# Fine Tuning Llama 2

* Free Google Colab offers a 15GB Graphics Card (Limited Resources --> Barely enough to store Llama 2–7b’s weights)
* We also need to consider the overhead due to optimizer states, gradients, and forward activations
* Full fine-tuning is not possible here: we need parameter-efficient fine-tuning (PEFT) techniques like LoRA or QLoRA.
* To drastically reduce the VRAM usage, we must fine-tune the model in 4-bit precision, which is why we’ll use QLoRA here.

## C++ tools
* `llama.cpp's` objective is to run the LLaMA model with 4-bit integer quantization on MacBook. It is a plain C/C++ implementation optimized for Apple silicon and x86 architectures, supporting various integer quantization and BLAS libraries. Originally a web chat example, it now serves as a development playground for ggml library features.
* `GGML`, a C library for machine learning, facilitates the distribution of large language models (LLMs). It utilizes quantization to enable efficient LLM execution on consumer hardware. GGML files contain binary-encoded data, including version number, hyperparameters, vocabulary, and weights. The vocabulary comprises tokens for language generation, while the weights determine the LLM's size.
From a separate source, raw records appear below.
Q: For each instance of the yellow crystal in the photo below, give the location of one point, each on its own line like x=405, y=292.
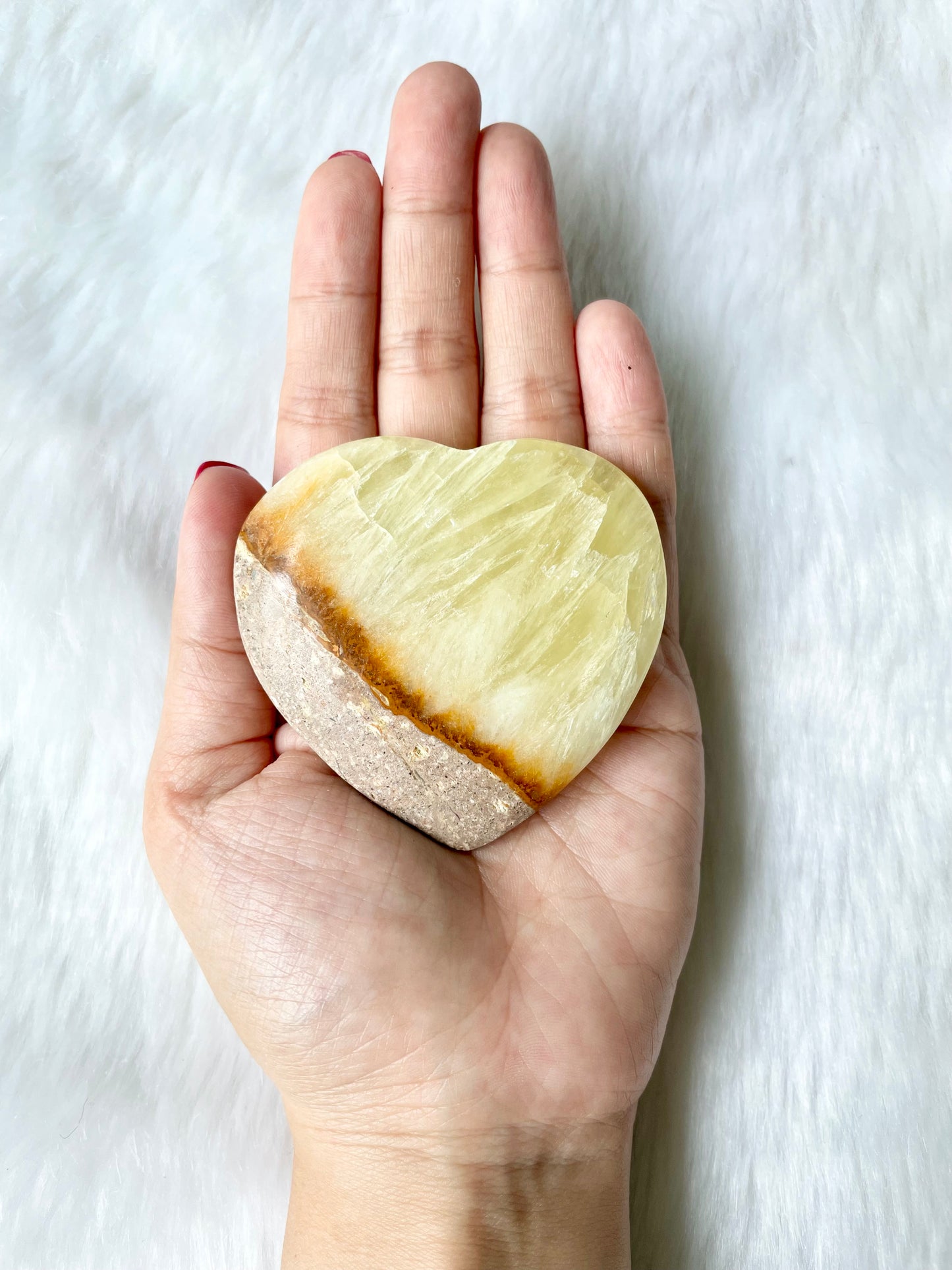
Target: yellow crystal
x=508, y=600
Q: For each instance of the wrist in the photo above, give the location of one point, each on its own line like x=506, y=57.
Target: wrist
x=527, y=1199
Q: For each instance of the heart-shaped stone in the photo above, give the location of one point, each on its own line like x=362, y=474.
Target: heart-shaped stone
x=457, y=633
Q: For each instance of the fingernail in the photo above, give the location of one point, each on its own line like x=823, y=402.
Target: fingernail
x=215, y=463
x=357, y=154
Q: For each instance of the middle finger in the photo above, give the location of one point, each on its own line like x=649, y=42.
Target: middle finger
x=428, y=379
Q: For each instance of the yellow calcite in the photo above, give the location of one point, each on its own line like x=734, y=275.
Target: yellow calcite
x=509, y=600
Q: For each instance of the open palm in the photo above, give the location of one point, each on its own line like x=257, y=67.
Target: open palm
x=390, y=987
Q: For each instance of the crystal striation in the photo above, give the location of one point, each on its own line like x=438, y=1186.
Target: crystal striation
x=505, y=602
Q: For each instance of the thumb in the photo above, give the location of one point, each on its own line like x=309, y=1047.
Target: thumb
x=217, y=722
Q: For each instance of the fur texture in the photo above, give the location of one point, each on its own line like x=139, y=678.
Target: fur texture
x=770, y=186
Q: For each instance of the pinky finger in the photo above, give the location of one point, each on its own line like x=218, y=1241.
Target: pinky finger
x=626, y=416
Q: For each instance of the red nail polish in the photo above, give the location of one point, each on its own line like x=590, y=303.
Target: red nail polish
x=215, y=463
x=357, y=154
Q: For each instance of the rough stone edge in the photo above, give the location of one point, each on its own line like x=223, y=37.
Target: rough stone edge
x=385, y=756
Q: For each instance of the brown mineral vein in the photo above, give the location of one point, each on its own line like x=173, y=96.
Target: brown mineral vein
x=348, y=641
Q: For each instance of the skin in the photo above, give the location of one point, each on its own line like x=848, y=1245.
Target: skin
x=460, y=1041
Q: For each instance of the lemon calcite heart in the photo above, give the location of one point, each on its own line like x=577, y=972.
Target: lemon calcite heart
x=457, y=633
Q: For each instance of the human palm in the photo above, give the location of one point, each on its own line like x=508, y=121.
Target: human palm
x=394, y=990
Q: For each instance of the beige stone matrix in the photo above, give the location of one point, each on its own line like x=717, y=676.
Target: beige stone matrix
x=456, y=633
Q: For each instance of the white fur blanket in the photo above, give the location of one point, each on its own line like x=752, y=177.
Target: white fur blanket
x=770, y=186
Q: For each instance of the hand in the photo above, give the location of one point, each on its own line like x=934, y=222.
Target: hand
x=460, y=1041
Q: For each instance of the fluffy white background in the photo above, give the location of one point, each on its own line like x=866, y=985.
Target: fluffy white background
x=770, y=186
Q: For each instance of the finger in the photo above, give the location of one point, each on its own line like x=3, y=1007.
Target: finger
x=328, y=391
x=216, y=718
x=531, y=384
x=428, y=382
x=626, y=416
Quantization reduces precision to optimize resource usage.

The Hugging Face community provides quantized models, which allow us to efficiently and effectively utilize the model on the T4 GPU. It is important to consult reliable sources before using any model.



In [1]:
from dataclasses import dataclass, field
from typing import Optional

import torch
from accelerate import Accelerator
from datasets import load_dataset
from peft import LoraConfig
from tqdm import tqdm
from transformers import AutoModelForCausalLM, BitsAndBytesConfig, HfArgumentParser, TrainingArguments, AutoTokenizer

from trl import SFTTrainer


tqdm.pandas()


# Arguments

In [2]:

# Define and parse arguments.
@dataclass
class ScriptArguments:
    """
    The name of the Casual LM model we wish to fine with SFTTrainer
    """

    model_name: Optional[str] = field(default="facebook/opt-350m", metadata={"help": "the model name"})
    dataset_name: Optional[str] = field(
        default="timdettmers/openassistant-guanaco", metadata={"help": "the dataset name"}
    )
    dataset_text_field: Optional[str] = field(default="text", metadata={"help": "the text field of the dataset"})
    log_with: Optional[str] = field(default=None, metadata={"help": "use 'wandb' to log with wandb"})
    learning_rate: Optional[float] = field(default=1.41e-5, metadata={"help": "the learning rate"})
    batch_size: Optional[int] = field(default=64, metadata={"help": "the batch size"})
    seq_length: Optional[int] = field(default=512, metadata={"help": "Input sequence length"})
    gradient_accumulation_steps: Optional[int] = field(
        default=16, metadata={"help": "the number of gradient accumulation steps"}
    )
    load_in_8bit: Optional[bool] = field(default=False, metadata={"help": "load the model in 8 bits precision"})
    load_in_4bit: Optional[bool] = field(default=False, metadata={"help": "load the model in 4 bits precision"})
    use_peft: Optional[bool] = field(default=False, metadata={"help": "Wether to use PEFT or not to train adapters"})
    trust_remote_code: Optional[bool] = field(default=True, metadata={"help": "Enable `trust_remote_code`"})
    output_dir: Optional[str] = field(default="output", metadata={"help": "the output directory"})
    peft_lora_r: Optional[int] = field(default=64, metadata={"help": "the r parameter of the LoRA adapters"})
    peft_lora_alpha: Optional[int] = field(default=16, metadata={"help": "the alpha parameter of the LoRA adapters"})
    logging_steps: Optional[int] = field(default=1, metadata={"help": "the number of logging steps"})
    use_auth_token: Optional[bool] = field(default=True, metadata={"help": "Use HF auth token to access the model"})
    num_train_epochs: Optional[int] = field(default=3, metadata={"help": "the number of training epochs"})
    max_steps: Optional[int] = field(default=-1, metadata={"help": "the number of training steps"})
    save_steps: Optional[int] = field(
        default=100, metadata={"help": "Number of updates steps before two checkpoint saves"}
    )
    save_total_limit: Optional[int] = field(default=10, metadata={"help": "Limits total number of checkpoints."})
    push_to_hub: Optional[bool] = field(default=False, metadata={"help": "Push the model to HF Hub"})
    hub_model_id: Optional[str] = field(default=None, metadata={"help": "The name of the model on HF Hub"})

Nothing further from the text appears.